Il fenomeno non è nuovo.
Invero anche nell’antica Roma il filosofo Lucio Anneo Seneca si era già posto l’interrogativo, nel suo celebre scritto De Constantia Sapientis, su quale dovesse essere la reazione della persona assennata a fronte dell’ingiuria e della contumelia dell’uomo insulso.
Al riguardo riporta un simpatico aneddoto sul ceffone ricevuto da Catone in pieno Foro da parte di un suo rivale, a fronte del quale il politico non manifestò alcuna reazione.
Interrogato sul perché della sua noncuranza, egli molto serenamente rispose che il medesimo contegno avrebbe tenuto a fronte del calcio di un asino; l’asino, infatti, non ha colpa di essere asino e, quindi, non ha neppure colpa della propria ignoranza, perché di questa nemmeno è consapevole.
L’ingiuria dell’asino, dunque, non reca offesa, perché l’ignoranza non oltrepassa i propri limiti e, dunque, non conosce se non che di se stessa.
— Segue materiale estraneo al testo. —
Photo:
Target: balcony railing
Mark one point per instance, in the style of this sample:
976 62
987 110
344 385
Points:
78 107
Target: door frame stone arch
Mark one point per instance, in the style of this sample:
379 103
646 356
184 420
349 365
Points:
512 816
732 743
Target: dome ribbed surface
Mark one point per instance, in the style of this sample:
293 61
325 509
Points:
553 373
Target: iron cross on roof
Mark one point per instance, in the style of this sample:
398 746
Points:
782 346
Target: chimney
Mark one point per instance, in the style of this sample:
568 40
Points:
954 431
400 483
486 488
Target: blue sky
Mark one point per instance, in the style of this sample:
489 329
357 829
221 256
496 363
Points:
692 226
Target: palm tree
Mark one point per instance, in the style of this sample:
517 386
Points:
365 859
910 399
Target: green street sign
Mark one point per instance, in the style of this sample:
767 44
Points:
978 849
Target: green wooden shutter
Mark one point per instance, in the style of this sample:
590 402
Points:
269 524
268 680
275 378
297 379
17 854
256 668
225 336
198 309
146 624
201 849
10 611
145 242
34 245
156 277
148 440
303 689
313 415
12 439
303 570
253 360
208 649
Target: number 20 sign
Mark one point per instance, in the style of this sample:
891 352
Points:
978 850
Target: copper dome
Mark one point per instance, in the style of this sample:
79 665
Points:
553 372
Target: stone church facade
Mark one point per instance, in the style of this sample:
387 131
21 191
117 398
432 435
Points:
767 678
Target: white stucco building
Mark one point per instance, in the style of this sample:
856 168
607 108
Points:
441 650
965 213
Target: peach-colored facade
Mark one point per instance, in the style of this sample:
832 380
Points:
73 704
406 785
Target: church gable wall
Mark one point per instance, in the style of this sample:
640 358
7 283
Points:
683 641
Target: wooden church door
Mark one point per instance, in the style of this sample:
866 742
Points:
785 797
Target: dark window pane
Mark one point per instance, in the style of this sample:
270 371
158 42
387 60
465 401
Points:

La logica infatti ci enuncia il “postulato di non contraddizione”; per cui, se è vero, come lo è, che ignorare è meno che sapere, è necessariamente anche vero che l’ignoranza non può che conoscere se non che dell’ignoranza, e mai potrà oltrepassare la soglia della conoscenza.
E’ dunque non l’insulto dell’asino, bensì il suo elogio che può arrecarci offesa ed al contempo atterrirci, perché se l’asino ci elogia è evidente che ci considera al suo pari e, così, di fronte all’elogio dell’asino, dovremmo interrogarci se non abbiamo commesso qualche errore.
Al contrario l’ingiuria dell’asino, così come la contumelia del meschino, ci lascia del tutto indifferenti, perché questi agita insipientemente la sua lingua così come l’asino agita vacuamente la sua coda.
Se quindi recare ingiuria, come ritiene il Filosofo, è proprio degli uomini deboli, effeminati, presuntuosi ed insolenti, specularmente sentirsi toccati dall’offesa di questi miseri dimostrerebbe di non avere senso della misura né carattere, e ci renderebbe loro simili.
Chi è consapevole del proprio valore, dunque, non ha altra possibilità se non che utilizzare la più intangibile tra le virtù: l’indifferenza; e non curarsi del raglio dell’asino perché, come insegna Esopo, le persone intelligenti non disprezzano nessuno.